Bonsoir. Voilà j'expose mon problème.
Jeudi, avec une des mes camarades je dois interpréter l'un des poèmes de Charles Baudelaire. Delphine et Hyppolite. Mais voilà... au 19e quatrain à

Mais l'enfant, épanchant une immense douleur,
Cria soudain: "Je sens s'élargir dans mon être
Un abîme béant; cet abîme est mon coeur!

"Brûlant comme un volcan, profond comme le vide!
Rien ne rassasiera ce monstre gémissant
Et ne rafraîchira la soif de l'Euménide
Qui, la torche à la main, le brûle jusqu'au sang.

"Que nos rideaux fermés nous séparent du monde,
Et que la lassitude amène le repos!
Je veux m'anéantir dans ta gorge profonde
Et trouver sur ton sein la fraîcheur des tombeaux!"

Je ne sais pas si c'est Delphine ou Hyppolite qui parle...

Voilà si vous pouviez m'aider, je vous serai reconnaissante.
Merci.

Baudelaire, Femmes damnées

Bonsoir Hurricaneoflove,

Je "remonte" le poème de quelques quatrains :

[…] Delphine secouant sa crinière tragique,
Et comme trépignant sur le trépied de fer,
L'oeil fatal, répondit d'une voix despotique:
- "Qui donc devant l'amour ose parler d'enfer?

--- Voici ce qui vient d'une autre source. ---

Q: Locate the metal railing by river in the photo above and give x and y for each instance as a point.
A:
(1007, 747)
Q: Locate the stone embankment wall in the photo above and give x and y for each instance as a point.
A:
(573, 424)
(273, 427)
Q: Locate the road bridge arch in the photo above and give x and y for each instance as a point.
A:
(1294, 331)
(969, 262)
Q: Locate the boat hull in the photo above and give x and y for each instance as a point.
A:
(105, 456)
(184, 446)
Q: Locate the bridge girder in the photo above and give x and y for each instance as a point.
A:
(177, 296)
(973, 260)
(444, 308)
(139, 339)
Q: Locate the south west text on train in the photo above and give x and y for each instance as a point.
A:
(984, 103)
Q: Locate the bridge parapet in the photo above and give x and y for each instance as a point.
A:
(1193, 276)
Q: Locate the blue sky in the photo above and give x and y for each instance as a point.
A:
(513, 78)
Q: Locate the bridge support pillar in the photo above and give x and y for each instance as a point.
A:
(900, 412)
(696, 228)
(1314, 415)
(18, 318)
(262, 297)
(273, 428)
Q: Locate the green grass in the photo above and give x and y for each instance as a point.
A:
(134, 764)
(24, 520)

"Maudit soit à jamais le rêveur inutile
Qui voulut le premier, dans sa stupidité,
S'éprenant d'un problème insoluble et stérile,
Aux choses de l'amour mêler l'honnêteté!

"Celui qui veut unir dans un accord mystique
L'ombre avec la chaleur, la nuit avec le jour,
Ne chauffera jamais son corps paralytique
À ce rouge soleil que l'on nomme l'amour!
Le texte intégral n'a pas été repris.